従来、3Dプリントされた頭蓋骨のコピーを入手するには、メディカルセンターまで頭蓋骨を輸送した後、CTスキャンを行い、そのデータを元に3Dプリントを行う必要があった。これには多くのプロセスと時間がかかるため、その分、捜査が難航しやすくなってしまう点に課題があった。さらには、CTスキャンよるデータには、頭蓋骨の内側や口の中など、3Dプリントを行うには必要とならない情報も多く、それゆえ3Dモデル造形に時間を要することもあるようだ。

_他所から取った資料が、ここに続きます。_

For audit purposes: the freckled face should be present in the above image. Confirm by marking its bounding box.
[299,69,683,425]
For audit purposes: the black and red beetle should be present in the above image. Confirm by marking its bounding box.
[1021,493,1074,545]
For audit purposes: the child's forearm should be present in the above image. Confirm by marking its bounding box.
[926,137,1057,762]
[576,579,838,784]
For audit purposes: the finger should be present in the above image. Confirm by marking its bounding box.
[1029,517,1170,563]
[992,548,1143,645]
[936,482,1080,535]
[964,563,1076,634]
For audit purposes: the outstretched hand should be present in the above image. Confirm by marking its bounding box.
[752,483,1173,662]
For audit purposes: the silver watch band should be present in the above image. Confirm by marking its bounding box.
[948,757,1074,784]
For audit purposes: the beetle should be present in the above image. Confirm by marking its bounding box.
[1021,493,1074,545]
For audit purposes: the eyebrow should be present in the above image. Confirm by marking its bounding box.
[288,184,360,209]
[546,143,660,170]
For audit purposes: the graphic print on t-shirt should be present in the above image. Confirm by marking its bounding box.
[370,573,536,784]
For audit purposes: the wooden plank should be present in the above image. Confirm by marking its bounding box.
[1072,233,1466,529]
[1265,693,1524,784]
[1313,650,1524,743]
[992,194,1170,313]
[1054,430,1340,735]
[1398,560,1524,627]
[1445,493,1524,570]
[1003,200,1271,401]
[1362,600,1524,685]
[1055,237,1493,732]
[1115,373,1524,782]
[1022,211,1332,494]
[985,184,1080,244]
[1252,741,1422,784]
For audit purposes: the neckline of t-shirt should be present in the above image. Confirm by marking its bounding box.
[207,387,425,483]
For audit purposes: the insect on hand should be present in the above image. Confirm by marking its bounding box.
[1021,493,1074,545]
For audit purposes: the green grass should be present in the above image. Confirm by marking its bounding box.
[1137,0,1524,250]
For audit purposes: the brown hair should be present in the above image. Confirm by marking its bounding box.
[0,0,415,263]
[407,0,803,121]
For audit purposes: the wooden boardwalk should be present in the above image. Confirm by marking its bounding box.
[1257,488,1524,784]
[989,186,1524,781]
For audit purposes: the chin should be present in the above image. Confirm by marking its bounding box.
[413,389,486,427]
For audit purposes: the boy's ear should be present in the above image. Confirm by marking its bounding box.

しかし、フォトグラメトリーと呼ばれる複数枚の写真から3Dイメージを作る手法を用いることで、人間の頭蓋骨を含むほとんどすべての物体を、データから画像化して表示する3Dレンダリングが可能なプログラムが開発された。このプログラムでは、レンダリングの構築のためには、いくつかの角度から撮影された一連の写真データだけが必要となる。スマートフォンを持っていて、高画質の画像が撮影できる人なら、誰でも数分で3Dオブジェクトを作ることができるという。

一般公開するまでの期間も大幅に短縮

この技術の開発により、頭蓋骨のCTスキャンは必要なくなった。写真データはCTスキャンによるデータよりもはるかに少ないデータ量であるため、3Dプリンターで頭蓋骨のコピーを造形し、その画像を一般公開するまでの期間も大幅に短縮できる。

頭蓋骨からは肌の色や目の色、顔の毛、髪型などの情報は得られない。しかし、システムを用いることでさまざまなパターンを作り出すことや、必要に応じて加齢させることもできるという。